Résumé de section

  • « Durant mon master, j’ai eu l’opportunité, grâce à Sorbonne Université, d’effectuer une mobilité internationale au Japon pour y mener mes recherches de mémoire. J’ai bénéficié d’un accompagnement de l’ensemble de l’équipe pédagogique, au-delà même de l’encadrement assuré par mes directeurs. Les enseignants se distinguent par leur disponibilité et leur attention portée au parcours de chaque étudiant. Enfin, à mon sens, ce master constitue une solide préparation au monde de la recherche ».

    Nina Clément, promo 2024-26, actuellement en réflexion pour la suite, une thèse ou pas ? Son mémoire portait sur les migrants français au Japon.


    « Si je devais décrire le master en un mot, je dirais : humain. J’en garde un très bon souvenir, malgré la charge de travail. J’ai été très bien accueilli, surtout que je venais d’un master qui n’avait rien à voir avec la géographie. Et je pense que c’est la proximité avec certains professeurs qui m’a motivé à aller jusqu’au bout ! On nous pousse à toujours donner le meilleur de nous-mêmes. Le mémoire a été une étape charnière dans la formation, mais à la fin, quand on voit qu’on a été capable de produire un beau manuscrit, toute la persévérance paie ! ».

    Thomas Cargemel, promo 2024-26, a fait un mémoire sur la migration au Groënland, actuellement chercheur associé au laboratoire Médiations de Sorbonne Université.


    « Ce master m'a permis de prolonger mes études en géographie à travers un prisme culturel et social comme il est rarement proposé par d'autres masters en géographie. Son originalité repose sur son aspect interdisciplinaire ainsi que sur son attachement à une approche de terrain au gré de divers projets de cours et d'un voyage d'étude ».

    Pierre Louer—Saingeorgie, promo 2021-2023, actuellement en thèse de géographie au laboratoire Médiations de Sorbonne Université.

     

    « Après une licence en géographie à Paris IV, mon choix s'est sans hésitation porté sur le master CPP. Évidemment cela s'explique par les sujets traités puisque c'est l'un des rares en France avec des cours de géographie culturelle, du genre et des sexualités. Mais plus encore, c'est la dimension profondément humaine qui en est la clé : les corps et humanités sont au centre du processus éducatif.

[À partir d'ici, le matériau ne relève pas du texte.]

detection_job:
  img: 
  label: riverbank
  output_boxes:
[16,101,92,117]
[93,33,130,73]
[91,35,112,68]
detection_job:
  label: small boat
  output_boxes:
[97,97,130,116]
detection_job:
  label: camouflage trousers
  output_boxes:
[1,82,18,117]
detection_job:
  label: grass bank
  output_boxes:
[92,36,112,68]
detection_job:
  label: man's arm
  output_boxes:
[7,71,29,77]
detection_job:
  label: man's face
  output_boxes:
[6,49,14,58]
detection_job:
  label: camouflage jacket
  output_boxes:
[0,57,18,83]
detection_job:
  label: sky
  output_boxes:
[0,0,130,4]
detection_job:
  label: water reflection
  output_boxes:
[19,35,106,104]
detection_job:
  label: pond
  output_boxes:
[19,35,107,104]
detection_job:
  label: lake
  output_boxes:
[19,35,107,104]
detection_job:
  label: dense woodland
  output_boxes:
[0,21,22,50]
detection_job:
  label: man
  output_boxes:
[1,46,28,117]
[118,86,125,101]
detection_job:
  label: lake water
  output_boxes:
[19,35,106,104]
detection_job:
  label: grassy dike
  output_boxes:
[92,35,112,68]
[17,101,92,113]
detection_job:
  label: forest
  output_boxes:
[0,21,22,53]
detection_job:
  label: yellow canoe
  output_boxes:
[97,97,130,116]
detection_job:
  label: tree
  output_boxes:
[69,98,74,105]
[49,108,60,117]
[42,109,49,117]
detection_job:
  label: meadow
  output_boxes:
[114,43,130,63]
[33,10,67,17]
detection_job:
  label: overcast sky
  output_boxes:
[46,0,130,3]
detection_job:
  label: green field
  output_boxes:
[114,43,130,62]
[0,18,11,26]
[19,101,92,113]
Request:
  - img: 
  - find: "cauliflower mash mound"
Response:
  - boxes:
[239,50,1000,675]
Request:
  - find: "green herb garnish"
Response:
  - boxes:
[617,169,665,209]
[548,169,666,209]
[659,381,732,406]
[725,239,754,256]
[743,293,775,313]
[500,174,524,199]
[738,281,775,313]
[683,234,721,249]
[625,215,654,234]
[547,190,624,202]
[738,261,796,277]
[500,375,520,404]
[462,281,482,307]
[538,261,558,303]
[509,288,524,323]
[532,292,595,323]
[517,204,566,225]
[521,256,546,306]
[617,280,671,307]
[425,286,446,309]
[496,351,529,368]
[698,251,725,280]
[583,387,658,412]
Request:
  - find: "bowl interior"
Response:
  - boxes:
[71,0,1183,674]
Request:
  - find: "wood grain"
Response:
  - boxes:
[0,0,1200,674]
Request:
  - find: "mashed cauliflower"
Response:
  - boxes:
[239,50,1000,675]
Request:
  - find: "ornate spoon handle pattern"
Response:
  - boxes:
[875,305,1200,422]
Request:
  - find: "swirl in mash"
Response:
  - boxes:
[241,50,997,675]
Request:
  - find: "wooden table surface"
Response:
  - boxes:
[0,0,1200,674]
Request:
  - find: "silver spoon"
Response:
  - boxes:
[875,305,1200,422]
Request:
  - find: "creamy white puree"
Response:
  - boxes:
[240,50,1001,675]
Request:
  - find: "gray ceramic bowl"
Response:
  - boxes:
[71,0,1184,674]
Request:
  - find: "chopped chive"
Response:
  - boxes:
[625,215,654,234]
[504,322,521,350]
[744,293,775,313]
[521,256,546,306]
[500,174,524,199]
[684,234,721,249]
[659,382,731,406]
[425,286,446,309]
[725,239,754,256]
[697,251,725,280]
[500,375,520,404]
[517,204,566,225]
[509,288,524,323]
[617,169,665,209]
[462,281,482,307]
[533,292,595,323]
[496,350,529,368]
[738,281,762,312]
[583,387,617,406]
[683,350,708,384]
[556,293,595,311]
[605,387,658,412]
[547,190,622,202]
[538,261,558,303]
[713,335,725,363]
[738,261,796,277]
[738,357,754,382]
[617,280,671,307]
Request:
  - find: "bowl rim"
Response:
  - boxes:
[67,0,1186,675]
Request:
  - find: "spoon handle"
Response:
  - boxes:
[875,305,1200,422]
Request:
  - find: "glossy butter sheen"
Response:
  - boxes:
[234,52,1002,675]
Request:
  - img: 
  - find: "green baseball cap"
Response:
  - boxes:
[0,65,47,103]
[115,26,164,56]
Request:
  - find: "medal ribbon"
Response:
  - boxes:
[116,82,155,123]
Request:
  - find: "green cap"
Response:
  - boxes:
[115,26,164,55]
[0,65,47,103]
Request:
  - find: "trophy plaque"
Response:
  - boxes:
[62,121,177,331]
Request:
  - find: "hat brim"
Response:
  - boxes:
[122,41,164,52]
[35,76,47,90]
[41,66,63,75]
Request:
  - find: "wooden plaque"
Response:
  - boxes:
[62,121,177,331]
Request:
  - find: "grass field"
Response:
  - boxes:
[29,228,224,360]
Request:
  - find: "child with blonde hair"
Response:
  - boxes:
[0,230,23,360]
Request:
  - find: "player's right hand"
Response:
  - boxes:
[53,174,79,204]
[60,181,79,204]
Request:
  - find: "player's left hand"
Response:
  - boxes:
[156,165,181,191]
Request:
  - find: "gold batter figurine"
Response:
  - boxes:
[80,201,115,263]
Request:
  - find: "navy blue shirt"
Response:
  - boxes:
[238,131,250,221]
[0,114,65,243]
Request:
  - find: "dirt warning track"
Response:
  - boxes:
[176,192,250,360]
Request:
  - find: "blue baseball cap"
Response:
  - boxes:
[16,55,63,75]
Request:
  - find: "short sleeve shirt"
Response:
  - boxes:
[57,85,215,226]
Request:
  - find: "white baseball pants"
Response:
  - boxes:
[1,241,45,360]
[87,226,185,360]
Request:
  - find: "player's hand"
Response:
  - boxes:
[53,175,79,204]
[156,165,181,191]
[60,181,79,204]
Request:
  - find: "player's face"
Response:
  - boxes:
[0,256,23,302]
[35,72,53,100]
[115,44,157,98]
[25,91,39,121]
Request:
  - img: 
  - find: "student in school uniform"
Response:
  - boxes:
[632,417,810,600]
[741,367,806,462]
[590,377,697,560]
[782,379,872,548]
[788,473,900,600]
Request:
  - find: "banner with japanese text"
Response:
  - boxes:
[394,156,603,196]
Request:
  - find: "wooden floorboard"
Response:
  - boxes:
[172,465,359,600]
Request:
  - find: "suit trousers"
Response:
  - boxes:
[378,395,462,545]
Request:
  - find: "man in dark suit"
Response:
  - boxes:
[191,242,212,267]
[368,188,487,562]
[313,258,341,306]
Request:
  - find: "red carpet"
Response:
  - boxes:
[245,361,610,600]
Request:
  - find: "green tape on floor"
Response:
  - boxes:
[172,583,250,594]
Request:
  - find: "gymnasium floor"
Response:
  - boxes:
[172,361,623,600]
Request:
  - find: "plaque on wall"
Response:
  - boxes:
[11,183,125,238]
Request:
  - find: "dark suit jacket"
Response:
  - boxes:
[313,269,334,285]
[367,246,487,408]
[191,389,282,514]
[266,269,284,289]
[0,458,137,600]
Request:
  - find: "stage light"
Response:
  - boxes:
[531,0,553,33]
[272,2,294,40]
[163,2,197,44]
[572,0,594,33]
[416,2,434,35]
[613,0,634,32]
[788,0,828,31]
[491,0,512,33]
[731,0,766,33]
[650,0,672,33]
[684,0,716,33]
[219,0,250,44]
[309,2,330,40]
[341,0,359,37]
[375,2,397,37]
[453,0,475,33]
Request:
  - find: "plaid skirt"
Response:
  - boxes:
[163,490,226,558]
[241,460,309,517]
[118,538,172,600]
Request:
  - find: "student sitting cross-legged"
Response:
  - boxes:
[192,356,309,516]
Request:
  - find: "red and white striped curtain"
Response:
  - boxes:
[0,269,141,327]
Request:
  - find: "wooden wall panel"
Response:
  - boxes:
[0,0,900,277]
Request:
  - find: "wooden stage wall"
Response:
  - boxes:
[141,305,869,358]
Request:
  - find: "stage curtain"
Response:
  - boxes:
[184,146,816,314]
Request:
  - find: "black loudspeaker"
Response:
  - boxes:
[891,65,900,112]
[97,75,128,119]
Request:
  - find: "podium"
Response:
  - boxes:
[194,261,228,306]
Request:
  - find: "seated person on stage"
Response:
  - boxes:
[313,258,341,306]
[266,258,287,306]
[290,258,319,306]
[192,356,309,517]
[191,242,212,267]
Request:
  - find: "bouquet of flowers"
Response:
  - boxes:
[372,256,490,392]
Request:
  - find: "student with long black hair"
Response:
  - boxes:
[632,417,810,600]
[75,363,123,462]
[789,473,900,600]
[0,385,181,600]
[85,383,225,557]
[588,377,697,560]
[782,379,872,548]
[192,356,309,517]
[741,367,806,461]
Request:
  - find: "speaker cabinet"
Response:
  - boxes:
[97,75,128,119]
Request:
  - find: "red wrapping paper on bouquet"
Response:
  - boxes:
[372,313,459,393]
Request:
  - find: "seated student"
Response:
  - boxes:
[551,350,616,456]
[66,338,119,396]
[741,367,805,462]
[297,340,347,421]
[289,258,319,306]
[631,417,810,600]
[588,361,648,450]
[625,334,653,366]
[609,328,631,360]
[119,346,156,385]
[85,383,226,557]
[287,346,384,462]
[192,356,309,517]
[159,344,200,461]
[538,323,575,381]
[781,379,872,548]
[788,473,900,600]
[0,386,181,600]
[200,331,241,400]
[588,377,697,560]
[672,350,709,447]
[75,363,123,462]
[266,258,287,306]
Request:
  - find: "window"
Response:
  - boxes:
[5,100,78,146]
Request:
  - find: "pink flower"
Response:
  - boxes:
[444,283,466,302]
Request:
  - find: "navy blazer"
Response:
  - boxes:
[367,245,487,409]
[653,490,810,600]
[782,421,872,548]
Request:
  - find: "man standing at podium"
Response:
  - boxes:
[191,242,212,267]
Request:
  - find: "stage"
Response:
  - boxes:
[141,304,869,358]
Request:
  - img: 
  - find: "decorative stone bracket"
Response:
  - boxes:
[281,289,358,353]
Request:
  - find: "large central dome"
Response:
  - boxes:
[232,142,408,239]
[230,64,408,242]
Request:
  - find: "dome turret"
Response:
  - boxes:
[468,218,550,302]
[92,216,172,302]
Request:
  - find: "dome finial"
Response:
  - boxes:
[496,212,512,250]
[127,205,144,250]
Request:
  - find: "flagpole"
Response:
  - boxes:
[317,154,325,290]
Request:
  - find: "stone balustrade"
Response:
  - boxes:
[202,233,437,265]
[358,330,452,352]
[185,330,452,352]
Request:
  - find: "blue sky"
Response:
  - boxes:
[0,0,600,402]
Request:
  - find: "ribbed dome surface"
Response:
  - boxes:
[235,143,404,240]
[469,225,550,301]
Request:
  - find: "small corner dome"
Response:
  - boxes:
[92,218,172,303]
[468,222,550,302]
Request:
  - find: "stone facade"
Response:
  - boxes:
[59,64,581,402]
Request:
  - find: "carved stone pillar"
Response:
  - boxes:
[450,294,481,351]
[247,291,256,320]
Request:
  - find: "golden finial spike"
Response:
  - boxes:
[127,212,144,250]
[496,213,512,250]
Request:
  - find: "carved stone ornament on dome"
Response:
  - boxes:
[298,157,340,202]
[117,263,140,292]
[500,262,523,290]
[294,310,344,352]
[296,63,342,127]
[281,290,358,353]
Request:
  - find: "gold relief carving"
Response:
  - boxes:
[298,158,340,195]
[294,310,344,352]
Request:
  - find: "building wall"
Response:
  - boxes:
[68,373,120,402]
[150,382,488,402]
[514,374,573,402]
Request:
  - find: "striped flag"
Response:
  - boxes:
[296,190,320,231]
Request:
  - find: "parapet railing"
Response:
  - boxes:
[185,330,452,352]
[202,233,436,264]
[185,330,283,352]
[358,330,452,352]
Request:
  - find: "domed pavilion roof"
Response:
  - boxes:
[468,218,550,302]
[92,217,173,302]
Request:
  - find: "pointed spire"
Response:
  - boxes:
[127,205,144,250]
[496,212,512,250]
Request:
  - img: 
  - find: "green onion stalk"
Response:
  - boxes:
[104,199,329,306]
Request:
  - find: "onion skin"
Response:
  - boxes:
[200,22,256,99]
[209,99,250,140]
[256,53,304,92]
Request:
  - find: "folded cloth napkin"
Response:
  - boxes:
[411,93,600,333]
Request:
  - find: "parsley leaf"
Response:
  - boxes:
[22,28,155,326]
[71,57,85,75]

C'est un lieu qui fait vivre la diversité des parcours, des personnalités, qui par ses nombreux projets, offre une liberté d'avancer selon les objectifs et invite à questionner les injustices et les allant-de-soi ! En bref, ce master est un lieu pour développer ses compétences et son esprit critique, deux atouts essentiels dans la sphère professionnelle ! »

    Grégoire Quelain, promo 2019-2021, chef de projet et doctorant en STAPS/géographie à l'Université Claude Bernard Lyon 1. Son mémoire portait sur les violences dans le sport.

     

    « La bienveillance de l'équipe pédagogique ! Sans hésitation ! »

    Soléa Rahard, promo 2022-2024, a doublé son M2 par une année dans un master pro Métiers de la production théâtrale à Sorbonne Nouvelle, suite à son mémoire portant sur le théâtre et la place des femmes dans le théâtre en Ile-de-France.


    « Ce que je retiens de ce master c’est qu’il m’a permis de découvrir de superbes camarades qui m’ont incité à réfléchir à mes perceptions en géographie et que ce master, par l’autonomie et la liberté qu’il engendre m’ont permis d’explorer ces nouvelles approches. J’ai beaucoup aimé les modules conduit par les doctorants qui avaient tous.tes des expériences et expertises différentes et volonté de tester de nouvelles manières de faire. Ça m’a ouvert de nouveaux horizons. Aussi, on a pu découvrir de nouveaux territoires par des études de terrains et qui in fine ont participé à éclaircir mon orientation professionnelle. Ce sont d’ailleurs toutes des expériences que j’ai pu valoriser en entrant sur le marché du travail ».

    Zélie Daligaut, promo 2021-2023, actuellement référente de quartier à la Mairie d’Ivry-sur-Seine.